Thursday, April 23, 2015

Lady Skater Dress

Kitschy Coo Lady Skater
Size 3
Shortened lengthy by 2 inches
Swayback adjustment of 1/2 inch

I can't believe it has taken me so long to make this dress!  I had such a difficult time deciding on my fabric choice; I chose a bold floral.  

I followed the pattern recommendation of making a muslin of the bodice only.  I discovered that I needed a swayback adjustment.  Kitschy Coo has fitting and adjustment directions with photos on their blog--so helpful!  This is the first time I have ever attempted a swayback adjustment and it was very simple for this dress.

I like how fitted the bodice is.

 Nice movement with the skirt.

This is such a great dress to add to your wardrobe.  It is very quick to sew.  The instructions are some of the best I have seen for a knit project.  I will definitely be making more for summer.

Fabric:  Soft jersey knit floral red/yellow/white $6.98 a yard from

Thanks for stopping by ~ Shirley

Tuesday, April 21, 2015

Etta Plaid Dress

Ottobre 2/2012
Etta Plaid Dress (#2)
Size 38
Alterations:  Removed 4 inches from the length

 This dress has a total of 5 pattern pieces, making it very quick to sew!

The trickiest part of the dress is probably the horizontal seams front and back.  

The front of the dress has a button placket and bust darts--2 at the side, 2 at the bottom.  After you overlap and baste the bottom edges of the placket, you then gather the lower edge of the dress till it matches the length of the upper area.  This seam tapers to nothing at the outer edges.  It is really unique how this pattern piece is cut.  The back has a seam down the middle prior to gathering at its horizontal seam.

Instead of sleeves, you have a shoulder "wing."

This dress utilizes the same pattern pieces as the Cordelia cotton dress, which I made before here.

I am amazed at how different this dress looks with changing the sleeve out to a shoulder wing and, of course, different fabric.   I can already tell this will be worn a lot this summer!

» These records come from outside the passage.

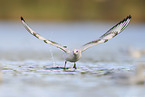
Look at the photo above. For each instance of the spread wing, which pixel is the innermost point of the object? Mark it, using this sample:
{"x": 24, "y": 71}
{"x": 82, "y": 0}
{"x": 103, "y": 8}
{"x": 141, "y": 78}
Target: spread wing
{"x": 42, "y": 38}
{"x": 115, "y": 30}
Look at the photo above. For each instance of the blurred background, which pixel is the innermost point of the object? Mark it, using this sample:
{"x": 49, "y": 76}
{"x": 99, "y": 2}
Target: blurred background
{"x": 32, "y": 68}
{"x": 72, "y": 10}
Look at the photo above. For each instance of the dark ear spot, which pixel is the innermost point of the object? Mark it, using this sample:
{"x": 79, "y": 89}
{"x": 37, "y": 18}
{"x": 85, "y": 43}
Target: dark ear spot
{"x": 105, "y": 40}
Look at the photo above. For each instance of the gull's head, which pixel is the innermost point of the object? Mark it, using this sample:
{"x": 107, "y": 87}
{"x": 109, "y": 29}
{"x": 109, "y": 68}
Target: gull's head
{"x": 76, "y": 52}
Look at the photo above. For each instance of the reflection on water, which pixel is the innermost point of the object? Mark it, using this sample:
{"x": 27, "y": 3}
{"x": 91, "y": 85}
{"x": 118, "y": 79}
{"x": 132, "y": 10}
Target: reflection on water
{"x": 29, "y": 70}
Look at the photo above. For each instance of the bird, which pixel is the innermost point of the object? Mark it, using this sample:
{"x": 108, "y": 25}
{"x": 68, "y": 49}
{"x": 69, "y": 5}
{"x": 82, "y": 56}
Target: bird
{"x": 76, "y": 54}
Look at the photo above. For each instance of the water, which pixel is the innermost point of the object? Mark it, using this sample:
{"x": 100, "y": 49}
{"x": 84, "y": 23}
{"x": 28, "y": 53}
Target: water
{"x": 32, "y": 68}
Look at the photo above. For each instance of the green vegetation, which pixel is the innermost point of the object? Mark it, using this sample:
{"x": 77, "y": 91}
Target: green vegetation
{"x": 72, "y": 10}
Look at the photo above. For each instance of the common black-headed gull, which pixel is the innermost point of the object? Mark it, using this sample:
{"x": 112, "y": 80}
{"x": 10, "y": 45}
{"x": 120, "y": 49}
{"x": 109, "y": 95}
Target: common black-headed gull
{"x": 75, "y": 55}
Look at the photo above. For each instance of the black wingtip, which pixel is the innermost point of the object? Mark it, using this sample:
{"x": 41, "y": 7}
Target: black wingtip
{"x": 22, "y": 18}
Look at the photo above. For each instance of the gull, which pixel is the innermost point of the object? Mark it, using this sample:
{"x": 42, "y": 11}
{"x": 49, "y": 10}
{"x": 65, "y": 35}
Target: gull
{"x": 75, "y": 55}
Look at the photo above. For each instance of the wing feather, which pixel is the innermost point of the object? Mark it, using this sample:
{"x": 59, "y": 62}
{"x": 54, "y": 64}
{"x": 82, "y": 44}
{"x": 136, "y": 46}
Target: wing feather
{"x": 115, "y": 30}
{"x": 42, "y": 38}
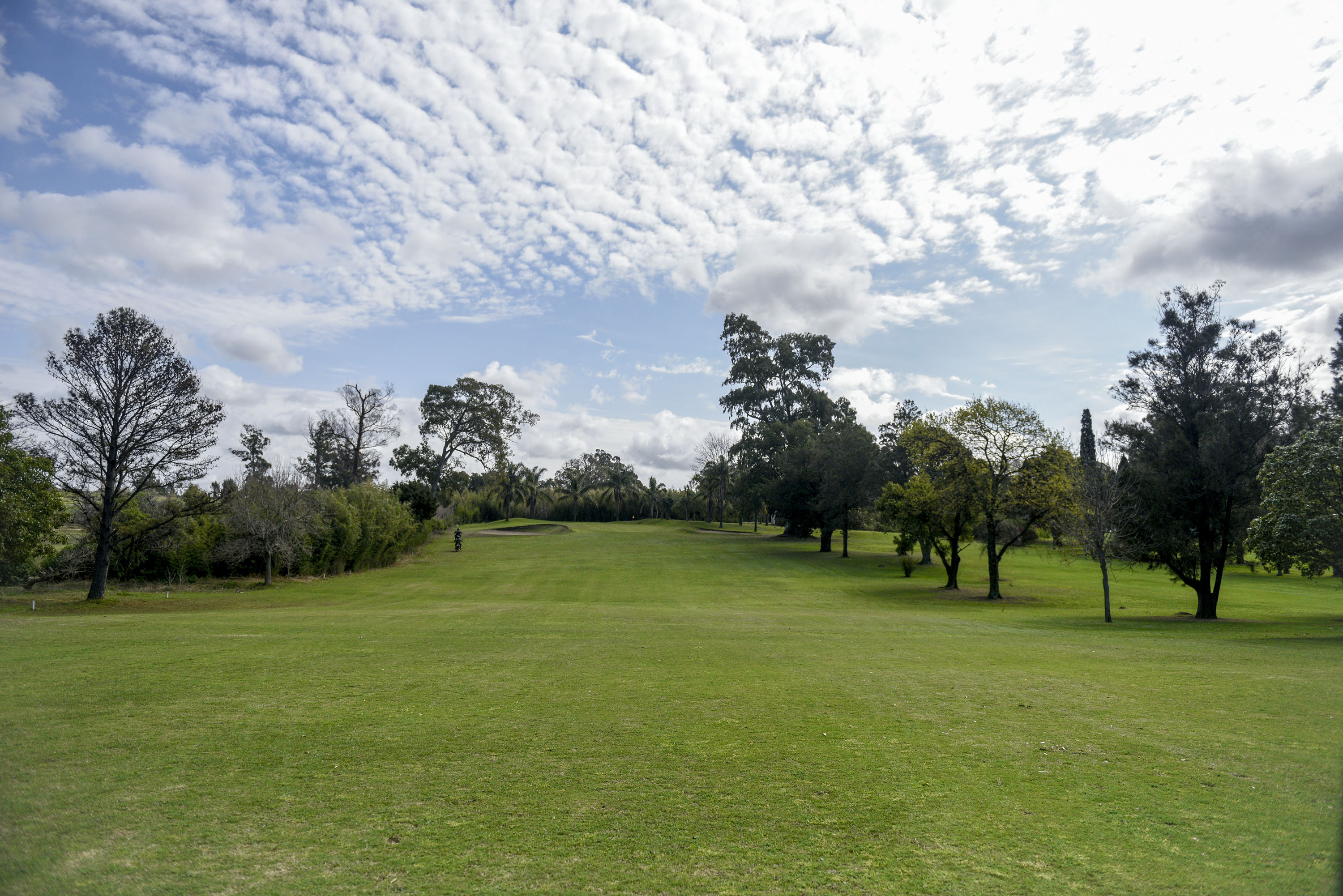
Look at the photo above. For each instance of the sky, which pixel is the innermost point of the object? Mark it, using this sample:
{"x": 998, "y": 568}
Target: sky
{"x": 567, "y": 198}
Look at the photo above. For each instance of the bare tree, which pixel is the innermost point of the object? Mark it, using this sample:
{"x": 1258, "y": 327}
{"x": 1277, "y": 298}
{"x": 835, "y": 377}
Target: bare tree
{"x": 1104, "y": 519}
{"x": 367, "y": 421}
{"x": 270, "y": 516}
{"x": 133, "y": 418}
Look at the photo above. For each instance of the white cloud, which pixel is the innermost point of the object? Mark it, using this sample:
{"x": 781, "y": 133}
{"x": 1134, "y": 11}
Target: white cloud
{"x": 26, "y": 101}
{"x": 829, "y": 167}
{"x": 876, "y": 393}
{"x": 260, "y": 346}
{"x": 661, "y": 445}
{"x": 821, "y": 282}
{"x": 535, "y": 388}
{"x": 676, "y": 366}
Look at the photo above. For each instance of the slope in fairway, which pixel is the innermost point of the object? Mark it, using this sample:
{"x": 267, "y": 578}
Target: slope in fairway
{"x": 648, "y": 708}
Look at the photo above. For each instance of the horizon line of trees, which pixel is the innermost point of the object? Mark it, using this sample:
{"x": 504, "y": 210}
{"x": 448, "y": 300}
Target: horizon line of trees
{"x": 1227, "y": 452}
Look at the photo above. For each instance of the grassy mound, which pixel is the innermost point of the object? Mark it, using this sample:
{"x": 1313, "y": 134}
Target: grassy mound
{"x": 536, "y": 529}
{"x": 634, "y": 708}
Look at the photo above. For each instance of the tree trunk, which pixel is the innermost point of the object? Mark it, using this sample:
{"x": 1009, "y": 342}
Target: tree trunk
{"x": 994, "y": 593}
{"x": 954, "y": 569}
{"x": 1206, "y": 604}
{"x": 1104, "y": 584}
{"x": 103, "y": 559}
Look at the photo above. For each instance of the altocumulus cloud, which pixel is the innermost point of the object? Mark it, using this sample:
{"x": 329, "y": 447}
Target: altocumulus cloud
{"x": 828, "y": 166}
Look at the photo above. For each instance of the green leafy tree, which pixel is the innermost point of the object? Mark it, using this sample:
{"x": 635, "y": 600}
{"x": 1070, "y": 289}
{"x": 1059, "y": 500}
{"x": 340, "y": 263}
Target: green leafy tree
{"x": 939, "y": 502}
{"x": 253, "y": 453}
{"x": 777, "y": 405}
{"x": 31, "y": 510}
{"x": 1334, "y": 398}
{"x": 1087, "y": 445}
{"x": 367, "y": 421}
{"x": 622, "y": 482}
{"x": 849, "y": 478}
{"x": 133, "y": 418}
{"x": 320, "y": 467}
{"x": 1020, "y": 474}
{"x": 1303, "y": 503}
{"x": 1215, "y": 399}
{"x": 532, "y": 490}
{"x": 573, "y": 484}
{"x": 1103, "y": 519}
{"x": 466, "y": 419}
{"x": 270, "y": 518}
{"x": 509, "y": 480}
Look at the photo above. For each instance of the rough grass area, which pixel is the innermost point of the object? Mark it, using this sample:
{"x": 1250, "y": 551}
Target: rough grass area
{"x": 644, "y": 708}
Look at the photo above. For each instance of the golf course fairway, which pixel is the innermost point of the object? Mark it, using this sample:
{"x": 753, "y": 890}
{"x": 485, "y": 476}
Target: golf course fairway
{"x": 653, "y": 708}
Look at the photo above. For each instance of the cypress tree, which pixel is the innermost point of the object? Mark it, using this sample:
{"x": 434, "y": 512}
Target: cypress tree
{"x": 1088, "y": 441}
{"x": 1337, "y": 370}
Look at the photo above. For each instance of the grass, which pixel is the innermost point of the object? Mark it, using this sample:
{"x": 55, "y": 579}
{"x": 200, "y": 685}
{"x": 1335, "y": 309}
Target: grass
{"x": 642, "y": 708}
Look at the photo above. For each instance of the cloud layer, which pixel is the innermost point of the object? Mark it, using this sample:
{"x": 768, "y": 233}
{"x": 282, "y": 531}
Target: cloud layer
{"x": 824, "y": 166}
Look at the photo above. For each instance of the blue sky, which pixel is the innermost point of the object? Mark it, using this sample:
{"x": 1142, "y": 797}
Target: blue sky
{"x": 567, "y": 198}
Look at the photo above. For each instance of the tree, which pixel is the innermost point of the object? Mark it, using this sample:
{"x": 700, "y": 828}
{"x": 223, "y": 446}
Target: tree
{"x": 939, "y": 503}
{"x": 1303, "y": 503}
{"x": 715, "y": 461}
{"x": 508, "y": 484}
{"x": 1103, "y": 519}
{"x": 657, "y": 494}
{"x": 270, "y": 516}
{"x": 31, "y": 510}
{"x": 1335, "y": 395}
{"x": 622, "y": 480}
{"x": 1215, "y": 401}
{"x": 367, "y": 422}
{"x": 777, "y": 405}
{"x": 253, "y": 452}
{"x": 1017, "y": 469}
{"x": 531, "y": 490}
{"x": 320, "y": 467}
{"x": 778, "y": 380}
{"x": 133, "y": 418}
{"x": 847, "y": 456}
{"x": 1087, "y": 445}
{"x": 469, "y": 419}
{"x": 573, "y": 484}
{"x": 895, "y": 461}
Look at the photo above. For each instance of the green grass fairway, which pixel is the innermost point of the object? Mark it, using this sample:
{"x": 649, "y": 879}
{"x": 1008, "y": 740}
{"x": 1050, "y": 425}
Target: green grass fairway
{"x": 645, "y": 708}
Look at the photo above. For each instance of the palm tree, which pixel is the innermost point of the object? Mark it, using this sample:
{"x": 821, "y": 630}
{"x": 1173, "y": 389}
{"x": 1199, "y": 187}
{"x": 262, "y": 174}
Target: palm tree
{"x": 509, "y": 484}
{"x": 656, "y": 492}
{"x": 531, "y": 488}
{"x": 573, "y": 486}
{"x": 621, "y": 480}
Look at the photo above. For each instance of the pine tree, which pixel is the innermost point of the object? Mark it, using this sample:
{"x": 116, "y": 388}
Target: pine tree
{"x": 253, "y": 453}
{"x": 1088, "y": 441}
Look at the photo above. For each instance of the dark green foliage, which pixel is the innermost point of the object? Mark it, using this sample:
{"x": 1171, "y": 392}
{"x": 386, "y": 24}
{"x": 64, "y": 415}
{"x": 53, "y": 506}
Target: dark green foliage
{"x": 1335, "y": 395}
{"x": 845, "y": 455}
{"x": 253, "y": 453}
{"x": 1216, "y": 399}
{"x": 1303, "y": 504}
{"x": 31, "y": 510}
{"x": 1087, "y": 448}
{"x": 418, "y": 499}
{"x": 468, "y": 419}
{"x": 323, "y": 461}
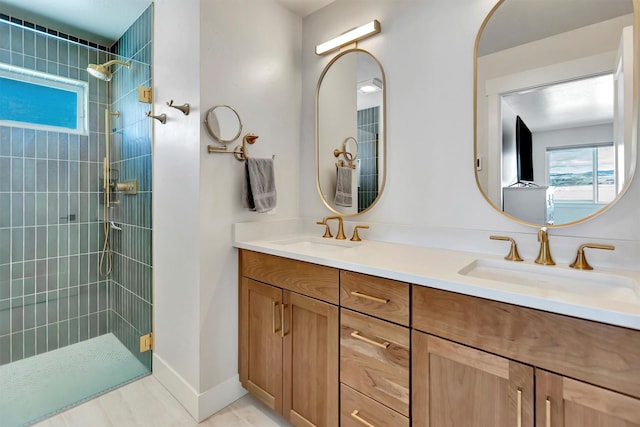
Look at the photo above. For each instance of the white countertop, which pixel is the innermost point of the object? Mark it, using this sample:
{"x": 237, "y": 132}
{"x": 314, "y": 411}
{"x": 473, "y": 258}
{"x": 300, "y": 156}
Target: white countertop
{"x": 440, "y": 269}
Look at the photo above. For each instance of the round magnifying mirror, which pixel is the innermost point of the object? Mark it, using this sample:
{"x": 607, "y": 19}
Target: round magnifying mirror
{"x": 556, "y": 107}
{"x": 350, "y": 132}
{"x": 223, "y": 123}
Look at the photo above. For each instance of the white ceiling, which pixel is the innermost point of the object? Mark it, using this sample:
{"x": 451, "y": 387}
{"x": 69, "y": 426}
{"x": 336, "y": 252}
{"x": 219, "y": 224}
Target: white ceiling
{"x": 565, "y": 105}
{"x": 303, "y": 8}
{"x": 517, "y": 22}
{"x": 104, "y": 21}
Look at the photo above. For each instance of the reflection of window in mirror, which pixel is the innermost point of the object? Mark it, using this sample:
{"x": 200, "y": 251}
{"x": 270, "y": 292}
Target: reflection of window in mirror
{"x": 569, "y": 76}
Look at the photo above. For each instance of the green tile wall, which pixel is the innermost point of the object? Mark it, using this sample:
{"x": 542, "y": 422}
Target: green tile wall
{"x": 51, "y": 294}
{"x": 368, "y": 156}
{"x": 130, "y": 284}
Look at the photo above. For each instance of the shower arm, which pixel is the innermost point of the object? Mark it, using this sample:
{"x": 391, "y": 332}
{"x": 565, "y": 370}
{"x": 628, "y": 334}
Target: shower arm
{"x": 115, "y": 61}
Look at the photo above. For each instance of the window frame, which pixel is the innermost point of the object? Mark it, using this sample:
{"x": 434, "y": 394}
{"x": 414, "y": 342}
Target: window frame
{"x": 595, "y": 191}
{"x": 80, "y": 88}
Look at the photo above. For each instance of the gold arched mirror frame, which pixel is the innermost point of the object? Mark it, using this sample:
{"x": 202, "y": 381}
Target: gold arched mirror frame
{"x": 331, "y": 140}
{"x": 483, "y": 157}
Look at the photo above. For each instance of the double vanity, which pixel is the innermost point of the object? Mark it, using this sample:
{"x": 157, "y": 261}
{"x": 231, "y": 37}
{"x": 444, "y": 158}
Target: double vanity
{"x": 334, "y": 332}
{"x": 340, "y": 332}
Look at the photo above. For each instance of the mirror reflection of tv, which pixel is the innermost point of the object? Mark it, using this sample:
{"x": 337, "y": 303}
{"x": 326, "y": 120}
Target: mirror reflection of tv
{"x": 524, "y": 151}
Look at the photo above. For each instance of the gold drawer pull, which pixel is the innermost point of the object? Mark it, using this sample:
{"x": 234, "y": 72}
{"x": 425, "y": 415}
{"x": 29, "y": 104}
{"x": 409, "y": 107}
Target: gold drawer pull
{"x": 275, "y": 313}
{"x": 369, "y": 297}
{"x": 519, "y": 422}
{"x": 548, "y": 408}
{"x": 283, "y": 312}
{"x": 355, "y": 415}
{"x": 356, "y": 335}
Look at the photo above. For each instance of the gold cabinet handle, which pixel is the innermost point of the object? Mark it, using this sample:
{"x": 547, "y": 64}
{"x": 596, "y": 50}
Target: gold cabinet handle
{"x": 356, "y": 335}
{"x": 275, "y": 310}
{"x": 519, "y": 421}
{"x": 282, "y": 332}
{"x": 361, "y": 420}
{"x": 548, "y": 413}
{"x": 369, "y": 297}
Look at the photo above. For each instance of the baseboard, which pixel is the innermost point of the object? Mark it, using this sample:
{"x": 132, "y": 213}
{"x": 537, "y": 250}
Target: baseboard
{"x": 216, "y": 398}
{"x": 177, "y": 386}
{"x": 199, "y": 405}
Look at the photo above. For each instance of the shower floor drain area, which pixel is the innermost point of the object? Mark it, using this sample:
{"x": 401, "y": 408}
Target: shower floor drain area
{"x": 42, "y": 385}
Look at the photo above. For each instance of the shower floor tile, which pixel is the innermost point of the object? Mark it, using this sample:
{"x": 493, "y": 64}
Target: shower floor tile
{"x": 39, "y": 386}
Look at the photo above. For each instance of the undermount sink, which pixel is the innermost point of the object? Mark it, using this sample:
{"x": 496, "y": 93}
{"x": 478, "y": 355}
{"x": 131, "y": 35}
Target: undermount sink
{"x": 312, "y": 242}
{"x": 587, "y": 283}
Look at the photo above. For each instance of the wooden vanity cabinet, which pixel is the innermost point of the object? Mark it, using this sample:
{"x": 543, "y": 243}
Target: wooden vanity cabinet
{"x": 288, "y": 356}
{"x": 562, "y": 401}
{"x": 451, "y": 360}
{"x": 459, "y": 386}
{"x": 469, "y": 353}
{"x": 375, "y": 351}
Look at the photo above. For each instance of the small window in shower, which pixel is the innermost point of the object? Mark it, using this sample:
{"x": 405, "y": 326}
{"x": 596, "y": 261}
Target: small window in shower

Fabric purchased from Fashion Fabrics for $3.90 a yard.  This fabric is actually 2 sided.  The other side is a soft looking plaid with blues, reds, and creams--very pretty.  I have been wanting a simple red check dress, so this looked good to me.  The fabric is labeled as Ecru/pink plaid gauze, but I would call it more fushia color.  It was challenging finding buttons to match.  They cost me more than a yard of this fabric!

Thanks for stopping by ~ Shirley

Friday, April 3, 2015

The Perfect Pair

The Alma blouse paired with the Moss skirt

Sewaholic Alma Blouse
 Size 6
View A
No alterations

 I really like this top.  I tried to make it last summer and had issues getting the invisible zipper in the side seam. I tossed it and moved on to a different project.  I'm so glad I came back to it.  Proof that one should not give up on a challenge.  I just needed time to gain more invisible zip experience.

I forgot to make a sloping shoulder adjustment, but I think it is still okay because of the sleeve type making it not so obvious.  I'm still trying to get a handle on what body-type adjustments to make.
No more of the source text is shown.